Many in the climate movement insist that this new demand might be mitigated by dramatically limiting global consumption and redoubling recycling efforts. Political scientist Thea Riofrancos calls for society to turn only to mining “once all demand-reduction strategies have been exhausted.” These, according to Riosfrancos, include shifting 30 percent to half of the U.S. population from low-density to medium-density neighborhoods, massively expanding mass transit, and cutting 50 percent to 75 percent of the U.S. automobile fleet over the next 25 years. Friends of the Earth, meanwhile, demands a planned end to economic growth in Europe and the reduction of per capita material usage by two-thirds.

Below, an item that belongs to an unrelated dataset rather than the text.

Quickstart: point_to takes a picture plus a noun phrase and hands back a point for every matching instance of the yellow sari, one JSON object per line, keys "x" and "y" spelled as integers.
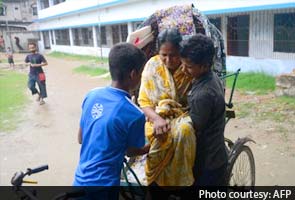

At the same time, most environmental groups oppose nuclear energy, fossil fuel plants even if they capture their carbon, and atmospheric carbon removal facilities, all of which are included in the IEA’s scenario for limiting warming to 1.5 degrees Celsius. Under scenarios that forgo these sources of energy and carbon reduction entirely, and hence depend much more heavily on wind, solar, and battery storage, mining requirements are even higher.
One study by Austria-based researchers proposed slashing global energy usage by 40 percent between 2020 and 2050 to hit a target of 1.5 degrees Celsius without the use of technologies that would remove carbon dioxide directly from the atmosphere and only very limited use of nuclear energy. It would require roughly twice as much aluminum and copper as most mainstream modeling scenarios featured in IPCC reports that limit warming to 1.5 or 2 degrees Celsius. An electrified global passenger vehicle fleet half the size of today’s gasoline and diesel-powered fleet, meanwhile, would still require battery mineral production vastly exceeding that of today.
Recycling might ultimately mitigate some of the needed mining. But having sufficient lithium or graphite to recycle at scales that even begin to correspond with the demand for those materials will first require scaling up mining operations dramatically in the coming decades. Moreover, most low-carbon technologies have a relatively short lifespan. Current wind turbines may require replacement after 25 to 30 years. Batteries after perhaps 20 years. Recycling, for a variety of technological, economic, and logistical reasons, will not approach 100 percent. So even in a future with lower energy demand and high rates of recycling, a clean energy economy will require significant continuing critical minerals production for the substantial fraction of future demand that cannot be met with recycled materials.
When pressed, many environmental leaders insist that there is no necessary trade-off between better mining practices and a rapid energy transition. But most would be hard pressed to name any mining project on any continent that they would actually endorse.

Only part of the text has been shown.